Assuming your source file is named input.gpx and the XSLT file you downloaded above is in the current directory, this is the full command to process the GPX file and save the result to output.gpx:

xmlstarlet ed \
  -d "//_:extensions" \
  -d "/_:gpx/_:metadata/_:time" \
  -d "/_:gpx/_:trk/_:type" \
  -d "//_:trkpt/_:time" \
  -d "//_:trkpt/_:hdop" \
  -d "//_:trkpt/_:vdop" \
  -d "//_:trkpt/_:pdop" \
  -u "/_:gpx/@creator" -v "Shell script" \
  input.gpx \
  | xmlstarlet tr remove-unused-namespaces.xslt - \
  | xmlstarlet ed -u "/_:gpx/@xsi:schemaLocation" -v "http://www.topografix.com/GPX/1/1 http://www.topografix.com/GPX/1/1/gpx.xsd" \
  | xmllint --c14n11 --pretty 2 - \
  > output.gpx

This sequence performs the following steps:

  • Delete all <extensions> elements.
  • Delete the timestamp from the file’s <metadata> section if present.
  • Delete the <trk><type> element.
  • Delete the <time>, <hdop>, <vdop>, and <pdop> elements from all track points.
  • Set the file’s creator attribute.
  • Now that extension fields are gone, remove all unused XML namespaces from the file header.
  • Delete all xsi:schemaLocation entries except the one for the GPX schema.
  • Run the file through xmllint for formatting. The --c14n11 option performs XML Canonicalization (C14N). Among many other things, canonicalization replaces numeric character entities in the XML with their normal Unicode characters, which is important for my use case.

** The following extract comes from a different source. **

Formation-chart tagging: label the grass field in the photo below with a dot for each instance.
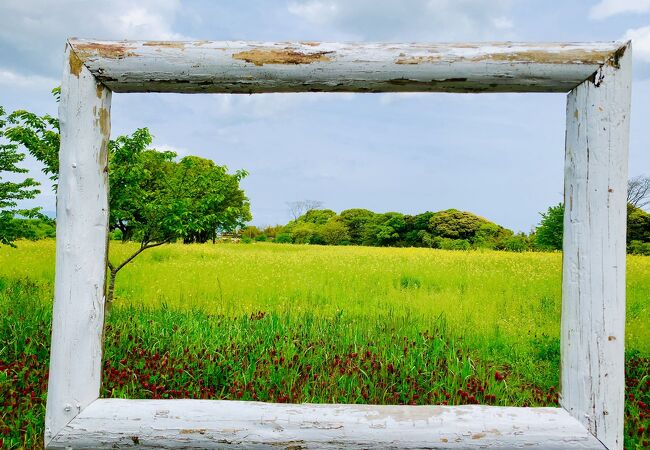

    For example, the text “Dörferweg” in the source would become “Dörferweg”. I found that some of the tools I use insert non-ASCII characters as numeric codes and other tools don’t display those correctly.

The processed GPX file looks like this:

<gpx xmlns="http://www.topografix.com/GPX/1/1" 
  xmlns:xsi="http://www.w3.org/2001/XMLSchema-instance" 
  creator="Shell script" version="1.1" 
  xsi:schemaLocation="http://www.topografix.com/GPX/1/1 http://www.topografix.com/GPX/1/1/gpx.xsd">
  <trk>
    <name>Barnimer Dörferweg</name>
    <trkseg>
      <trkpt lat="52.6254614634" lon="13.4092010169">
        <ele>54.238586451</ele>
      </trkpt>
      <trkpt lat="52.6255090307" lon="13.4091548326">
        <ele>53.9600219977</ele>
      </trkpt>

The processing steps above are the ones that work for me given the apps I use. Your mileage may vary if your tools add other data to your GPX files. Feel free to edit the command accordingly. XmlStarlet uses XPath syntax to select which elements to operate on. The xmlstarlet sel command is useful for inspecting a source file and trying out the required XPath incantations.

Validation

Finally, it’s a good idea to validate the processed GPX file against the official GPX schema:

xmlstarlet val --quiet --err --xsd \
  http://www.topografix.com/GPX/1/1/gpx.xsd \
  output.gpx

Happy processing!


PS: If you’re ever in Berlin, this is a nice long bike route (55 km) with minimal car traffic. Starts and ends at Hauptbahnhof. Download the (sanitized) GPX file.